A new micro-macro transition for hyperelastic materials

Many classic hyperelastic models fail to predict the stress responses of soft materials in complex loading conditions with parameters calibrated through one simple test. To address this fundamental issue, we propose a new micro-macro transition for the microstructural hyperelasticity modeling, which is further integrated into the full network framework. With a Gaussian chain distribution, this new mapping scheme yields an explicit one-parameter hyperelastic model in terms of principal stretches. This new linear model achieves remarkable success in capturing the stress responses in multi-axial deformation modes for soft materials with an absence of strain stiffening effect, which is beyond the capability of the widely used neo-Hookean model. A new two-parameter hyperelastic model is further developed by combining the new micro-macro transition and non-Gaussian Langevin chain distribution. Compared with other two-parameter hyperelastic models based on Langevin statistics, such as the eight-chain model, affine full network model, and equilibrated microsphere model, our new model exhibits greatly improved predictive ability for complex loading types. The new model is also implemented for finite element analysis, which shows the ability to capture the responses of soft materials with heterogeneous strain distribution.

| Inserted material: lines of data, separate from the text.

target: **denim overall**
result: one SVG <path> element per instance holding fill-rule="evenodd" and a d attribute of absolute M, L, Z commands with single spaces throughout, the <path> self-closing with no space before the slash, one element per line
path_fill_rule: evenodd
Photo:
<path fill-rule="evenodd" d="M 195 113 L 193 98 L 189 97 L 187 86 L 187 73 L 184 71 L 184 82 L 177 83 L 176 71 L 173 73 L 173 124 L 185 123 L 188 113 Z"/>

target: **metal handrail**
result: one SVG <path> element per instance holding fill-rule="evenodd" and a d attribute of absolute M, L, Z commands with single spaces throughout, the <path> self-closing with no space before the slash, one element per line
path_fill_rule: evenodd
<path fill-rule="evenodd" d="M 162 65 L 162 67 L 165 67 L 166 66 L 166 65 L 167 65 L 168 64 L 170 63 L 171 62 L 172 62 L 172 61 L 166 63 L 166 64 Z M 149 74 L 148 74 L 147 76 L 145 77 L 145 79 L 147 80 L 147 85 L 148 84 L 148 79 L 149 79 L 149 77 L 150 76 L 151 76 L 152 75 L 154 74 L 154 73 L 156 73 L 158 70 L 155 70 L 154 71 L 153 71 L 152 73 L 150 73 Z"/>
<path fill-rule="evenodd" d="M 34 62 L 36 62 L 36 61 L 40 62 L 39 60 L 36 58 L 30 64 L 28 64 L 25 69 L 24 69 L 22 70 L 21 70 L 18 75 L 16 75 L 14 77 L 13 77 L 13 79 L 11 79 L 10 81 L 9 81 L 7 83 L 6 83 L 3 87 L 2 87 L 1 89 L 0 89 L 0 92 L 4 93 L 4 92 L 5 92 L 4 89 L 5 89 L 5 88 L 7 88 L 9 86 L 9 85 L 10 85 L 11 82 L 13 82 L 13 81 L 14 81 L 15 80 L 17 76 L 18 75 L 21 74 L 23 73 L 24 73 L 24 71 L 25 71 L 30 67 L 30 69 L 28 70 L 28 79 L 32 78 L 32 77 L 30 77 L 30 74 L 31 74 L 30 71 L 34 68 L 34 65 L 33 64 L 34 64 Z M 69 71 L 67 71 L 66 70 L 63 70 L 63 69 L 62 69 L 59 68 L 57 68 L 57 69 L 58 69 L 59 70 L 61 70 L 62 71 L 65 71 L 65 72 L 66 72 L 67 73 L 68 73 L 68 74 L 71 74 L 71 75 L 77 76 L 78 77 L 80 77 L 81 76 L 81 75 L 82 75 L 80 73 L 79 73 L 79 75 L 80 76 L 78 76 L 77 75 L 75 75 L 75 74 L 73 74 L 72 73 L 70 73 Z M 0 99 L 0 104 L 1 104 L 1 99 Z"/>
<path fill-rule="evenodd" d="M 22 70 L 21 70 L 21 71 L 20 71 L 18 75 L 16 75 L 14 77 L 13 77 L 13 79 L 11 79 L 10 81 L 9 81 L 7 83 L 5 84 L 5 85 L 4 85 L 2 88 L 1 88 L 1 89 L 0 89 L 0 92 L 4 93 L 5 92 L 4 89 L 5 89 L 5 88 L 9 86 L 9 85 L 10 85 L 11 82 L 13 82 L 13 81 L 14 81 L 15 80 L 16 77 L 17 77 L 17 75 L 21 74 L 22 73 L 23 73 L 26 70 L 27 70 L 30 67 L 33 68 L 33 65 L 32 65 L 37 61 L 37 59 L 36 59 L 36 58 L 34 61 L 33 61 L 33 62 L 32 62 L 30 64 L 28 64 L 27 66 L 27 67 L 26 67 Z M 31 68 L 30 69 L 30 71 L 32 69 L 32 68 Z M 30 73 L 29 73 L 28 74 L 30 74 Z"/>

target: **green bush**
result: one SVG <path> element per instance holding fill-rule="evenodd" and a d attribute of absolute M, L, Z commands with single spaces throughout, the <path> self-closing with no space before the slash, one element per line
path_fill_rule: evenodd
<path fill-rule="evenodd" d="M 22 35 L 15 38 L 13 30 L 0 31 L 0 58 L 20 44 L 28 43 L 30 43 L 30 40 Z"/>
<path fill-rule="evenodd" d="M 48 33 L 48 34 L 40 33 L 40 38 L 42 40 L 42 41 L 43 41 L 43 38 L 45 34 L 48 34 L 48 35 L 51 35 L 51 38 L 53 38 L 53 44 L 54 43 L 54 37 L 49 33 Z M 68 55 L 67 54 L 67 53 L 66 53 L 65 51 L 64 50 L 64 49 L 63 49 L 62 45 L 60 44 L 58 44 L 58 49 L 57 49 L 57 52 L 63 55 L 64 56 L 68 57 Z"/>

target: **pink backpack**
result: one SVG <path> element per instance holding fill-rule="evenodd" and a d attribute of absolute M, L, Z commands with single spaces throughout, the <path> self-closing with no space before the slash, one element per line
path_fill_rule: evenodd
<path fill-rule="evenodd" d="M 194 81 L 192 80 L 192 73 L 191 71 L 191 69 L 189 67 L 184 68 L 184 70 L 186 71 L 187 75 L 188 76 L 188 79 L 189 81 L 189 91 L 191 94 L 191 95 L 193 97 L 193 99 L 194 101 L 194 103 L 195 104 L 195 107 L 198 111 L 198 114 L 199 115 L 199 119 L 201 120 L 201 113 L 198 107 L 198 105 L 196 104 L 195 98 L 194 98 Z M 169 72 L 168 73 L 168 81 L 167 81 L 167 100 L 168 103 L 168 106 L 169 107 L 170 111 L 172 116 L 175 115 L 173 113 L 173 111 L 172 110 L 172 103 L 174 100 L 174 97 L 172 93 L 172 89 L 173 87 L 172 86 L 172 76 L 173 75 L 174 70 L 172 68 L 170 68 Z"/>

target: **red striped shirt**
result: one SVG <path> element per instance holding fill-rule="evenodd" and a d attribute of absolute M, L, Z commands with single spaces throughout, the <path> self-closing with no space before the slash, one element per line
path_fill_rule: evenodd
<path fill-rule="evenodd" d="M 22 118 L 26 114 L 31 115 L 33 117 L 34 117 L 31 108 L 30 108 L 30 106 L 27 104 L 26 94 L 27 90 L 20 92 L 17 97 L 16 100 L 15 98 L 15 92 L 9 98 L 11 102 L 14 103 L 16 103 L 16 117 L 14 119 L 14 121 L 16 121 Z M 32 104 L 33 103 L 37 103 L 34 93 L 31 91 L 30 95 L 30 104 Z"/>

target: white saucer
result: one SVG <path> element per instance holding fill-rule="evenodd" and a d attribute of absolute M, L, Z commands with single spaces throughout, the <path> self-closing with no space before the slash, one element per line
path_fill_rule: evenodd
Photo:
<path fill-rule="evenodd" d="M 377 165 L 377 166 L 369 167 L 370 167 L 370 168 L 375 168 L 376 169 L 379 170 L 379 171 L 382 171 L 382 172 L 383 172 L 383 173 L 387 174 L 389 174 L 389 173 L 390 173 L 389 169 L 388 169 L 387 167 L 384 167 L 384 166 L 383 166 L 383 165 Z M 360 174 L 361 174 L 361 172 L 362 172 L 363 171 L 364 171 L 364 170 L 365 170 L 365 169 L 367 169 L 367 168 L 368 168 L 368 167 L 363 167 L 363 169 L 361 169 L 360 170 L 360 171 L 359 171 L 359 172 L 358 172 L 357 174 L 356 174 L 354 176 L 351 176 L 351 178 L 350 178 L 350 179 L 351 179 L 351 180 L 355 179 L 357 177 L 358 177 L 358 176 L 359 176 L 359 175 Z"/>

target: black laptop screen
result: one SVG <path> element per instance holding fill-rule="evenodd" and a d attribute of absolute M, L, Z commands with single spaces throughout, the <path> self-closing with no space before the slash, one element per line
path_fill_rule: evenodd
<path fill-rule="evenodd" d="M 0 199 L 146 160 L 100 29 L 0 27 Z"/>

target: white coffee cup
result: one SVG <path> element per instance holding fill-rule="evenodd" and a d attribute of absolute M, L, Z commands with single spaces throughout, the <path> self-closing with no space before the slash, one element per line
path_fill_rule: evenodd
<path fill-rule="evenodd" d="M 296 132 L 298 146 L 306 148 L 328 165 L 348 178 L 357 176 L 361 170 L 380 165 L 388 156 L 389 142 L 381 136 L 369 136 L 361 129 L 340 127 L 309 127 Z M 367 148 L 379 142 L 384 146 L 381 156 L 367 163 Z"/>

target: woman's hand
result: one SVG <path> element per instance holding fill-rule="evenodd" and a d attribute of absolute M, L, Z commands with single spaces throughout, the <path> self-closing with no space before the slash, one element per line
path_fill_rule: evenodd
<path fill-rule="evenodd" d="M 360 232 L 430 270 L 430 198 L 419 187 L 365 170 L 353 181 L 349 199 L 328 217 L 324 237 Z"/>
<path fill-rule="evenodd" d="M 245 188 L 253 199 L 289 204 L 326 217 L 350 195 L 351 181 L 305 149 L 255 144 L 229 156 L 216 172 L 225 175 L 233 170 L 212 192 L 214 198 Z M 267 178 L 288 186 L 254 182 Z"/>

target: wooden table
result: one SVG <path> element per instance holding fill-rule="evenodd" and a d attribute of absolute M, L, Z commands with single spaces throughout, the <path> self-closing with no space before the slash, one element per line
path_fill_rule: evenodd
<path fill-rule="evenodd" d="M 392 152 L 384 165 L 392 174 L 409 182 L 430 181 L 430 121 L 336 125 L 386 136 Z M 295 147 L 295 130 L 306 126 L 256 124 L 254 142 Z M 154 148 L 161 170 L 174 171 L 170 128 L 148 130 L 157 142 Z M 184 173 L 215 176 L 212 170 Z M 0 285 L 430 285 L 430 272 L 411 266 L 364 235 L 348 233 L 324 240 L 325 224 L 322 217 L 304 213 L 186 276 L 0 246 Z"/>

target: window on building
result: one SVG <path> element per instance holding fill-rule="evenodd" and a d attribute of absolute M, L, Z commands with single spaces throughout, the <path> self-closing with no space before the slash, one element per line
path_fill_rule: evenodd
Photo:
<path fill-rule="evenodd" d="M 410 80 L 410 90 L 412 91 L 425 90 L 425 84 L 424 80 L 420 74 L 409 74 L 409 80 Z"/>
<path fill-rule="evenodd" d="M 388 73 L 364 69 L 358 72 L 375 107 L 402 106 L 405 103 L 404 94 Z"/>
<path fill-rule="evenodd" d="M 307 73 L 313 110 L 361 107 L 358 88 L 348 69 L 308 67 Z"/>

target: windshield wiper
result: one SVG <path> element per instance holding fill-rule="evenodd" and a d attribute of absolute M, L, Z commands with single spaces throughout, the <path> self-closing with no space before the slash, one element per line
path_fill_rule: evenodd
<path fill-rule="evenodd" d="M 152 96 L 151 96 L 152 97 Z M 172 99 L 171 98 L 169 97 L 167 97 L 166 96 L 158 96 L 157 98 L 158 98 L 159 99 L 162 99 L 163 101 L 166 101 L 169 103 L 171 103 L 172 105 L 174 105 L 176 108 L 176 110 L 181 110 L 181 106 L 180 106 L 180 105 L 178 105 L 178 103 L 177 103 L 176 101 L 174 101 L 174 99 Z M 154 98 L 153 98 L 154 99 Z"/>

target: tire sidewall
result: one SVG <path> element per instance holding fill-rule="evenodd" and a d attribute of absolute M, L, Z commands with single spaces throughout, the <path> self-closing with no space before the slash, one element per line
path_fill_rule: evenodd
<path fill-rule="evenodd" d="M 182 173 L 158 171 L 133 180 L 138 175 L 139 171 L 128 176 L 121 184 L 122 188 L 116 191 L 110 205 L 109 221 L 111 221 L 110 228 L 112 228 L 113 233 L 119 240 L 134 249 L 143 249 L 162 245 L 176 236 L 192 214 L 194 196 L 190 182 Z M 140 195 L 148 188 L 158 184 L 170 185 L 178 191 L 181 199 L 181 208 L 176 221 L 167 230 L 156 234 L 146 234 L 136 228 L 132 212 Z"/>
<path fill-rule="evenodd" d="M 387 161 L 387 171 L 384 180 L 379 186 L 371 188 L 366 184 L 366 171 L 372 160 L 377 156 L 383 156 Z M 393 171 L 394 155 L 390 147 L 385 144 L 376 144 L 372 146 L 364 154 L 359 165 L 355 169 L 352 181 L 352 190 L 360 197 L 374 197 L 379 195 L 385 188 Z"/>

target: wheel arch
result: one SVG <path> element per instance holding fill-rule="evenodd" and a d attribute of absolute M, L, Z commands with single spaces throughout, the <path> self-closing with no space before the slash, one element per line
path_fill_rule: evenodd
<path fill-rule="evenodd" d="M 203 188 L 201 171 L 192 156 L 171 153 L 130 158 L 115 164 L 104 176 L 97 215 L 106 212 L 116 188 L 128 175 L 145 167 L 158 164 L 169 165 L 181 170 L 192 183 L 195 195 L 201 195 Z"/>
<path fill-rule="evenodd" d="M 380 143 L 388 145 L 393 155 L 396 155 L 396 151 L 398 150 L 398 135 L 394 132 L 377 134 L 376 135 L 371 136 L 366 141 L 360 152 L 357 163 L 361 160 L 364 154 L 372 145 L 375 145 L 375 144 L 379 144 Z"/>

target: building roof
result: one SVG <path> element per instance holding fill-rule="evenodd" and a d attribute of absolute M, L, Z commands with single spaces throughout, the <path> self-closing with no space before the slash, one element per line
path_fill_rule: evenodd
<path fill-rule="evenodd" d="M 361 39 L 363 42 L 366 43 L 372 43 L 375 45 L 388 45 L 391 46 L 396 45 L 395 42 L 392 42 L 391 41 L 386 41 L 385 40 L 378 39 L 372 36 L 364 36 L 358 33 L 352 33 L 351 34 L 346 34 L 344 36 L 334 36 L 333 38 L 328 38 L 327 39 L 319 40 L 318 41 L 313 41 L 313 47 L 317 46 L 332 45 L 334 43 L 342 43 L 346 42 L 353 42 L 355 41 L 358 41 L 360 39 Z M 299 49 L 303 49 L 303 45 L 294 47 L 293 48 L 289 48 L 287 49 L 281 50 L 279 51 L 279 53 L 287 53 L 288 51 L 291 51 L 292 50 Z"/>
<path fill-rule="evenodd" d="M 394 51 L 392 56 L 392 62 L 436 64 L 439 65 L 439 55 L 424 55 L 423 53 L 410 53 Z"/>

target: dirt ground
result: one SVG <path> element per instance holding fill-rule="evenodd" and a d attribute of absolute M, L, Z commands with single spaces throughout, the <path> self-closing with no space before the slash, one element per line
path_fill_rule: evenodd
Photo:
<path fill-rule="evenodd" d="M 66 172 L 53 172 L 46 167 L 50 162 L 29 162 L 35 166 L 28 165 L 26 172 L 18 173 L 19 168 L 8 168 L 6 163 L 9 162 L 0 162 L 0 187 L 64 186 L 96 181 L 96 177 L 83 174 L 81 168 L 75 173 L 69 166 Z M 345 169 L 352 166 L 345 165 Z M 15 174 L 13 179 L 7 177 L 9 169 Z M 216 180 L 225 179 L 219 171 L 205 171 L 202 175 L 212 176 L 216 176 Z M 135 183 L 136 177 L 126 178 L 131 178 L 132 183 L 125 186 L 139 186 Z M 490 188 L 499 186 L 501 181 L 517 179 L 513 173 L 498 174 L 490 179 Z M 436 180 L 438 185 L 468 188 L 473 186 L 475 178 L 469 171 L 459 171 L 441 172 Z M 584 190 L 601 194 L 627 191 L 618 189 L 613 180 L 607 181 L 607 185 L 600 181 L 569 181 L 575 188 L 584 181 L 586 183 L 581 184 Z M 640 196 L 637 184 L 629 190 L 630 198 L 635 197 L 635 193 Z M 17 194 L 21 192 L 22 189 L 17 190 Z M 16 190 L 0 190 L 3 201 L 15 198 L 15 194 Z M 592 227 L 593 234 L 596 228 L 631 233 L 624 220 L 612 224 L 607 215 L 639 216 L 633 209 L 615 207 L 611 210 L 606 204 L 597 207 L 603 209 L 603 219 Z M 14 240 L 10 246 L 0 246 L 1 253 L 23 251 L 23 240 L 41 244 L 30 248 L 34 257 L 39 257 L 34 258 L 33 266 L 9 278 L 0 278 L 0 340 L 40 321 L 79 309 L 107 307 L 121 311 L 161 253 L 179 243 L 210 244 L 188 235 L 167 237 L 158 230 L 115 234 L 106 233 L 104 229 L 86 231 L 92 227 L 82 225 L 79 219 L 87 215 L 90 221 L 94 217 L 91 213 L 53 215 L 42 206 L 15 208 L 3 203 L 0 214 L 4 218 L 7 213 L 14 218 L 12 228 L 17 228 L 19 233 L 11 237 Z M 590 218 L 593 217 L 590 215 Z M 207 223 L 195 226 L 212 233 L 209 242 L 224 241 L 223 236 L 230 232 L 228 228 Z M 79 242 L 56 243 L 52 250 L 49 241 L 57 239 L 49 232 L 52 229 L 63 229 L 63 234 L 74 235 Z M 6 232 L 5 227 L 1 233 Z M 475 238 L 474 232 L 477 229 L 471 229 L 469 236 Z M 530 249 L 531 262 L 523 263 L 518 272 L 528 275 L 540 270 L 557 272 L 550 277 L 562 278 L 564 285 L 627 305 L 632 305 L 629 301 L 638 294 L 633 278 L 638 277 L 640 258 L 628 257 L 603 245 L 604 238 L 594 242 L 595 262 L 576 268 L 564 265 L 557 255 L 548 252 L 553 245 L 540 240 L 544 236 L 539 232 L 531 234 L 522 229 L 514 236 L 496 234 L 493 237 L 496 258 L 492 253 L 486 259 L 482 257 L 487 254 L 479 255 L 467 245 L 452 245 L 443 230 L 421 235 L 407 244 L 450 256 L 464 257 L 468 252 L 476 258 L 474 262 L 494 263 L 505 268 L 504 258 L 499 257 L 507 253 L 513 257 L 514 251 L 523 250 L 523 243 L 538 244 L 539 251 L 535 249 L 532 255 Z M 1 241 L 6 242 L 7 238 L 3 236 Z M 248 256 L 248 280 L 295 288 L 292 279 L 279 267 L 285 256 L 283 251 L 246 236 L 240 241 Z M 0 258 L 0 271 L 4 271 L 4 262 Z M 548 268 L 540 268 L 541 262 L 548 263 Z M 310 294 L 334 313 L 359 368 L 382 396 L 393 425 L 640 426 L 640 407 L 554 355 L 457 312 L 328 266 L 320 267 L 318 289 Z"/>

In all cases, the parameters in our models can be determined through the data of uniaxial loading tests, along with the behaviors in other loading modes being well forecast, which is a challenge for various other existing hyperelastic models. This novel micro-macro transition is shown to properly capture the inherent correlations between different deformation modes, which may advance fundamentally modeling hyperelasticity and other constitutive behaviors for soft materials.

Automated summary

Many classic hyperelastic models cannot accurately predict the stress responses of soft materials in complex loading conditions. We propose a new micro-macro transition approach integrated into a full network framework, which successfully captures the stress responses in multi-axial deformation modes for soft materials. We further develop a two-parameter hyperelastic model that exhibits greatly improved predictive ability for complex loading types compared to other existing models.